One of the best tools in JamUp. I use it frequently when filming lessons for Live4guitar. I record video on the HD camcorder, I play backing track on iPad and record live guitar track on iPad. This eliminates dragging the computer to the best spot in my apartment for video recording.
Lets say you have your ProTools or any DAW session. You can export each track and the drums stem, and import into 8-track recorder for better control. You can also copy audio file from another app such as Garage Band as well. You can also record your guitar or bass in another app on the same iDevice using “Audio Bus” app. I briefly explain it how in the review video.
Many, many possibilities and options. This is why I claim JamUp to be the “Swiss Army Knife” music app.
This is one of the unique features in JamUp. You can share your patches on-line with JamUp community. People can like or comment your patch.

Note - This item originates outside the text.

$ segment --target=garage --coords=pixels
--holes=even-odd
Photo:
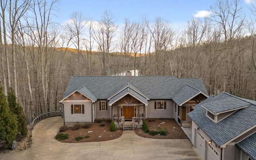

I am truly honored to be chosen by Positive Grid as their featured artist. You can download and jam with my signature “Preset Pack“. More about my Preset Pack in this video:
There are vast possibilities of connecting your guitar to JamUp and your iDevice to your pedal board. I am using Griffin pedal controller with JamUp. You can configure 4 different stomp switches from the app. This controller also has an expression pedal input, so you can control volume and Cry Baby wah. At the time of this writing, Positive Grid is developing emulation of Digitech Whammy so stay tuned for that one 🙂 There are many different third party external MIDI pedals that can be used with JamUp. For complete list visit www.positivegrid.com
In the next video, I’m showing my Griffin controller and talking about my hybrid pedalboard in details.
I am giving JamUp 10/10 points. This is universal “guitar Swiss army knife app” for every guitarist and bassist. It can very astoundingly emulate all vintage amps and stomp effects. It can be used for making music, recording and sharing the ideas and patches. It can be used as a source of recording in other apps via “Audio Bus” app, so you can use JamUp sounds in Apple Garage Band for instance. With third party MIDI controllers, it can be used live on stage.
What else one needs? It’s all in there, in iOS app called JamUp XT.